さすがにこの状態で使える闇霊術は用意してあるが、彼女が俊敏にバネを弾ませたら対応できる自信はない。
そういう点ではこれもある種の賭けだったが、ダルクには不思議と憂いはなかった。
この場に流れているもの――コロッセウムの空気が、戦いの収束を告げている。
それにしても彼女が最後にやろうとしたことが少々気にかかる。
「こうなったら」何をするつもりだったか、まさか観客席ごとこの一帯を炎上させる気だったのだろうか。
その類だとしたらつくづくとんでもない霊使いだ、言動と戦闘能力の組み合わせが危険極まりない。
でも。
背後から見下ろした彼女の背中は思った以上に小さくて、こうしてみると一人のか弱い女の子に過ぎない。
この子は何があってここまで強くなったのだろう。何が彼女をここまで強くさせたのだろう……。
ダルクはふと上方に気配を感じた。
首を上げると使い魔のディーがこちらの様子をうかがっている。
ダルクは微笑を向けると、空いている手の人差し指を立て、その先をくるんくるんと二三回まわした。

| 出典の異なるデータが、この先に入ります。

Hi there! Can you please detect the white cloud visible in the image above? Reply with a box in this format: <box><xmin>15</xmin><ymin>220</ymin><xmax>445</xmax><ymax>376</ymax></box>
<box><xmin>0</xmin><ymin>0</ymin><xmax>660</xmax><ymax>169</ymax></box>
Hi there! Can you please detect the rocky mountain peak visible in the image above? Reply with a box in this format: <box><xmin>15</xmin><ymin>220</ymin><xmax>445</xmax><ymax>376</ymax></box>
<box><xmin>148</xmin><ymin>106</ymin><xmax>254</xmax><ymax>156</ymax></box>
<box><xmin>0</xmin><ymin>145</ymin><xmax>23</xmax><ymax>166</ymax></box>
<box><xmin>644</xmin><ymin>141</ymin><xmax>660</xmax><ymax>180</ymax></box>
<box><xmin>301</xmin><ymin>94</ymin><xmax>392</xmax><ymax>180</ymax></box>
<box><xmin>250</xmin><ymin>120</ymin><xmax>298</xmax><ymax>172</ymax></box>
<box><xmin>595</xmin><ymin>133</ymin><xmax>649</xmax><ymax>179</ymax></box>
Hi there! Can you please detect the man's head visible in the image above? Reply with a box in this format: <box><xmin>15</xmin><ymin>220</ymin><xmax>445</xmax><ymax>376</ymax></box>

ディーは了解のまばたきをし、静かにこの場から飛び立っていった。
今回、使い魔なしでの勝利などありえなかっただろう。ディーはよく頑張った。
この相手も、戦闘中もっとコン君と息を合わせていれば――そういえば、とダルクは彼女に添える言葉を思いつく。
「ちなみに使い魔なら寝かせたぞ」
「なっ」
突然こちらを振り返るものだから、ダルクは思わず固まってしまった。
そして一瞬驚いたあとも、そっとしておく。
脅した意味がなくなるが、その不安げな顔に向かって術をかけるなどできなかった。
同時に安心する。なんだかんだいって使い魔思いの主人だ。
この粗暴な霊使いでさえも使い魔との絆を大切にしていることを知り、なんだか感極まってしまう。
……それにしても整った顔立ちだ。
静かにしていれば可愛い女の子なのに――い、いや、別にそーゆー意味じゃなくて。
「しょ、勝負はオレの勝ちだ」
誤魔化すように一応の明言をするダルク。
その言葉に反応し、下からキッとにらみ上げる彼女。
なんてプレッシャーだ。だがここで物怖じすれば格好もつかない。
ダルクは無理にポーカーフェイスを決め込み、ただ黙ったまま彼女を見返す。
その状態がしばらく続いた。
実際には十秒と経っていなかったが、圧力を受けるダルクには悠久の時間のように思えた。
一方彼女にとっては、敗北という屈辱をすぐには受け入れきれない苦痛の時間だった。
「くそっ」
――やがて彼女は顔を伏せた。
そして、渋々なんて言葉ではとても言い表せない、しぼり出すような口調でそれを告げる。
「…………あ、あたしの……負け……だっ……」
それを聞き終えたダルクは、安堵のあまり思わず息をもらした。
間接的ではあるが、常にギリギリを強いられた戦いだった。
過激な言動に突飛な発想。そして強力な霊力と持ち技の数々。とても真っ向で戦える相手じゃなかった。
……だが。まだこれで一件落着ではない。
ダルクには結果がどうであろうと、あらかじめ決めていたことがあった。